What does it feel like to know that a lot of the issues that we’ve gone through in this country and in Chicago are still prevalent to this day, more than fifty years later?
Of course, it is saddening to know that things have not changed, but at the same time, I know the nature of change is hard to pin down. Things could not change for 50 years, and then suddenly change in the next one year. So, even though there is cause to be cynical or perhaps pessimistic about things not changing, I also hold out hope that things will change. I think that 2020 and even 2021 have been evidence that things are changing. There’s a lot of pressure on political and economic systems. I think it’s pressure that we haven’t really seen before, except perhaps in 1968. And so, I’m excited. I’m excited about the future even though the past gives me no reason to be excited. I have hope, and I’m going to continue to have hope because I think that’s the only thing you can do. Hope and get involved in the now.
The fact that you are only 18 is astounding! Where do you picture yourself in social justice advocacy in three years? 10 years? 30 years?

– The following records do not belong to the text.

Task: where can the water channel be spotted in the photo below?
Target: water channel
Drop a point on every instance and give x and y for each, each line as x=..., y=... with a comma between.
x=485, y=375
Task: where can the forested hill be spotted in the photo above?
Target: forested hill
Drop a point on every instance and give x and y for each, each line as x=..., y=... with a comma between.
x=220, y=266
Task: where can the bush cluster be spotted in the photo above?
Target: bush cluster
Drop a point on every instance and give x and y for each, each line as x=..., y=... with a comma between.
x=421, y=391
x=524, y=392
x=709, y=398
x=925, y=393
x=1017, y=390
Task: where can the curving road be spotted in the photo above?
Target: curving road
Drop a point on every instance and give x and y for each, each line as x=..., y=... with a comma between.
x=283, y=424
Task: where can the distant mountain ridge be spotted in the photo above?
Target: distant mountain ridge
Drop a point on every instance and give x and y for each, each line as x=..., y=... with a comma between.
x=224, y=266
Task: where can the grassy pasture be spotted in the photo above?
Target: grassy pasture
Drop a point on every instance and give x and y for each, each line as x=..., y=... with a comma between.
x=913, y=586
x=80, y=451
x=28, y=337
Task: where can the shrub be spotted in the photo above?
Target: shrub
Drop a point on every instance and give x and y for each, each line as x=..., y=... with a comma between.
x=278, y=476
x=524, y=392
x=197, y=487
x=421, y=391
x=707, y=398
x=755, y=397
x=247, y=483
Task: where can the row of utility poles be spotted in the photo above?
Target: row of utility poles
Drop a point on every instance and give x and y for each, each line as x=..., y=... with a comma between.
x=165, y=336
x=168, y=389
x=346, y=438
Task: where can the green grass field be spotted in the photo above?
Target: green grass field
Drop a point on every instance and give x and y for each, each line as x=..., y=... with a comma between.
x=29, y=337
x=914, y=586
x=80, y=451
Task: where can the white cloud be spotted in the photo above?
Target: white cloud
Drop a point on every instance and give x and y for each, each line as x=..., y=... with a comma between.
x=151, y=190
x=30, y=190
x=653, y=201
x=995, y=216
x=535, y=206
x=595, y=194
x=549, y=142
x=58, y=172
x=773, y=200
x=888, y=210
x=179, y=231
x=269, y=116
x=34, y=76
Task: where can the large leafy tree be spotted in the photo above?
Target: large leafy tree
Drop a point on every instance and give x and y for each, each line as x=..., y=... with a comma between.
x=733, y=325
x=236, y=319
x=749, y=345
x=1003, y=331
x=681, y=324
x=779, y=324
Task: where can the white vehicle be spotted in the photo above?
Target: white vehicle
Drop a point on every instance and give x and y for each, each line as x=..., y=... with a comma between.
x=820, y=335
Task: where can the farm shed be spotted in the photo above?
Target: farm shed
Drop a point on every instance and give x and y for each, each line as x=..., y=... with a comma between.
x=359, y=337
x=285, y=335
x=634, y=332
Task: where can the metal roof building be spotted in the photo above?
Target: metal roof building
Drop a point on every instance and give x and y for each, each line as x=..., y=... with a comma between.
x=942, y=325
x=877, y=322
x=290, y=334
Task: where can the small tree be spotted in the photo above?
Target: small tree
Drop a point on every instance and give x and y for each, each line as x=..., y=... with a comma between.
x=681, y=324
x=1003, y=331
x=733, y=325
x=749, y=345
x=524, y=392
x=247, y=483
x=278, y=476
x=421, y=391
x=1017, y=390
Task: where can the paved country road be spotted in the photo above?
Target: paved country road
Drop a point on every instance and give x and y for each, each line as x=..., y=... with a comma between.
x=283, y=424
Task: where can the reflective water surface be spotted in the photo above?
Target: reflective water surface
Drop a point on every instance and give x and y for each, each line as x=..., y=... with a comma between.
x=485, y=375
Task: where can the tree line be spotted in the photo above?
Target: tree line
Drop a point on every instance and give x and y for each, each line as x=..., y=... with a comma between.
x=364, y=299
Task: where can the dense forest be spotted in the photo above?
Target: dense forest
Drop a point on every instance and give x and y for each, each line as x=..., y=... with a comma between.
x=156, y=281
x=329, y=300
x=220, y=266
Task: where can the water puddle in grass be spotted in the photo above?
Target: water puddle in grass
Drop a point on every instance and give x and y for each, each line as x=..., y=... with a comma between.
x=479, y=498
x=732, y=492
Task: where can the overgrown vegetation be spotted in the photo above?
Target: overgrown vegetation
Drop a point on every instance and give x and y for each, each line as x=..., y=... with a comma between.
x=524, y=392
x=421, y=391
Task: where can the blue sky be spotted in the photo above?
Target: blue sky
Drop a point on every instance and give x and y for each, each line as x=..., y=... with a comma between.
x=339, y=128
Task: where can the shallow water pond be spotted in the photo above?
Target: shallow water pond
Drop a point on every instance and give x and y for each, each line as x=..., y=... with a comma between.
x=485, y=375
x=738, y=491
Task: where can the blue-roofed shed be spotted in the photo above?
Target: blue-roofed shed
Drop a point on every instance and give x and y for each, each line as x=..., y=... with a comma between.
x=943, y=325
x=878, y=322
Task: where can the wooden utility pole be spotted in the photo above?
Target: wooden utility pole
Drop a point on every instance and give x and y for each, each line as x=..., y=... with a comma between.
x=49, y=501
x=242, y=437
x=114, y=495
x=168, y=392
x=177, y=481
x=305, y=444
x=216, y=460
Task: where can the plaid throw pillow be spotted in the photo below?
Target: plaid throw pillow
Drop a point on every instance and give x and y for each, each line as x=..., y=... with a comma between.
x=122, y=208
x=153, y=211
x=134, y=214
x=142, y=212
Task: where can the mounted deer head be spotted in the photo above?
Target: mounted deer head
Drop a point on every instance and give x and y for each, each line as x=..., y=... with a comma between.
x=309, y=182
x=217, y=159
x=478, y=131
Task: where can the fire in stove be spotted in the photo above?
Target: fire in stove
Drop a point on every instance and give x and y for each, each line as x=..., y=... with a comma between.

Well, I guess I’ll start by saying I know I’m 18, but I feel much older. It’s hard to say where I see myself in the next three years or even 10 or 30 years. There was one point where I wanted to be an entrepreneur and that was the way that I would push for social justice: through my dollars. Now, I would’ve never thought that I’d be writing, but here I am writing. I’ve also been interested in politics for a long time. So I think for me to try and determine what I’ll be doing even tomorrow is an exercise in futility. Because honestly, I could not tell you. My interests change. But I do think my passion for social justice and for civics will always be there. I’m excited to figure out whatever form that takes. Perhaps I go from entrepreneurship to politics, to protesting on the streets in grassroots organizations to writing for a newspaper. But I honestly couldn’t tell you and I think that’s okay. I think it’s okay to not know and to figure it out, and I’m excited to try and figure it out in the future.
Finally, what advice do you have for our readers?
Your voice matters. I think it’s really important to recognize that in a democracy. You have the power to affect change, you just have to commit to doing it. Once you recognize that your voice matters, that’s incredibly empowering, and you’ll start to see doors open up to you and see things happen that you would have never expected to happen.